Kudos, SuspeckTed, kudos.
Reply #3 Top
Ted,
This article puts into mind one of my favorite quotes from Say Anything. It goes roughly like "She's something special, and you...you choose to champion mediocrity!" That's what I like to think of myself as: A Champion of Mediocrity. In fact, if I ever have a band, I think I'll name it Champions of Mediocrity.

Annie,
wonderful point. I tell horrible jokes, all the time, but people seem to like them. It's one of my strengths, perhaps?
Reply #4 Top
I've just recently been thinking similar thing, so I'm very sympathized with you. I used to be very hard worker as both a student and an employee to be ace, killing my real self like you say. That's very tiring and I had never felt happy.
Now I'm happy and can enjoy usual life. That's the most important thing for me at present. Everyone cannot be number one but only one. That's better. Don't you think so?
Reply #5 Top

i know where you're coming from, and I agree with you to a certain extent.  But not completely.  I used to have a deep burning desire to be the best at whatever I was doing.  Whether it was getting the best grade, being the best basketball player, or being the best writer.  I know what you're saying about trying to maintain your position once you get there and all that... that seems to be something that people in all walks of life face.  Something keeps the Lakers coming back year after year to try and win the championship again.  Something kept the Bulls coming back year after year, even when they already had 2, 3, & 4 championship rings...

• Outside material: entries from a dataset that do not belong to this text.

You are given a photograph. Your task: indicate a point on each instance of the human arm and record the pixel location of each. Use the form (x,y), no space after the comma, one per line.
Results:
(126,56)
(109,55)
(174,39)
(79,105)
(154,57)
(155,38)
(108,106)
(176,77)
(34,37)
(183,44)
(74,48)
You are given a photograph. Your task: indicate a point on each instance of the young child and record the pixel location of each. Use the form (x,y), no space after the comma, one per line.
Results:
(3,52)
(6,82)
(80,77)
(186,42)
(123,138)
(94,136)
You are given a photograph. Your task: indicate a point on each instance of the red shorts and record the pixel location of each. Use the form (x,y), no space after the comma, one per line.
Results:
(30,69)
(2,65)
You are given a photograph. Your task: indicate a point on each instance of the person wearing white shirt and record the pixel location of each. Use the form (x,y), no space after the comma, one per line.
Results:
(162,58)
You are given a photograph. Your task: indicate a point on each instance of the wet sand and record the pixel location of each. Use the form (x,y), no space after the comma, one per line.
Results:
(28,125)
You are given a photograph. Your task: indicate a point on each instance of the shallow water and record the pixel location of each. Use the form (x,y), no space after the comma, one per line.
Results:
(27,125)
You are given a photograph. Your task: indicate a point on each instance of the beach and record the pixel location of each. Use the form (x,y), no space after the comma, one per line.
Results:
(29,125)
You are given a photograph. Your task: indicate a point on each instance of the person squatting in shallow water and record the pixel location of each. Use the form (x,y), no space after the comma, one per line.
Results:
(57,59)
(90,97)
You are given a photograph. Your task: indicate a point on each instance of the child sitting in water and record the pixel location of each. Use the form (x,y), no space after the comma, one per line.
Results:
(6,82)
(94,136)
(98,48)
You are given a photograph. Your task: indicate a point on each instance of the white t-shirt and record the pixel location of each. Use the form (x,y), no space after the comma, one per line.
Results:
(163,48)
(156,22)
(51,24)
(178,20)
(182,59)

The only thing is, there's a difference between being mediocre at something (which to me refers to your ability as compared to the abilities of everyone else) and being the best that you can be (how well you're doing compared with how must potential you have)  If you work your ass off, and reach the height of your potential, then you are not mediocre.  You have maximized your potential, and are therefore excellent.   


I'm not concerned with being the best writer/student/maintenance coordinator/etc, when I'm being compared with my fellow writers/students/maintenance coordinators... I am concerned with being the best that I can be at all of those things.  If I happen to rise to the top at any of the above (relative to my peers), then that's just icing on the cake...


 

Reply #6 Top
> i know where you're coming from,

Do you say about me? If so, thank you for remembering it.

I didn't mean to deny doing best. That's a great thing. But I think once people are under the condition of a certain competition whether we wish or not, we cannnot help but compare with others and that can deprive us of our something important.
Reply #7 Top
Fussyvet - thanks for reading. I dug this line.
Everyone cannot be number one but only one.



Imajinit - definitely with you on this. It's kind of the point of the article. We need to guage our accomplishments in more realistic terms. Doing one's best in say, athletics, should not be demeaned in light of the existence of professional athletes. I have become more and more proud of the small steps of improvement I make in all aspects of life. This is also to say that many people in your life may count on a particular set of skills you posess that they come up much shorter in.

The content with mediocrity in this sense is looking at the way we often compare our lives to 1% of the population who likely have their skills with a lot of god given talent rather than just hard work. I take pride with my random assortment or Jack-of-all-trades skills even though I will never be THE BEST at them. I can still do the best that I can do and feel content for my efforts.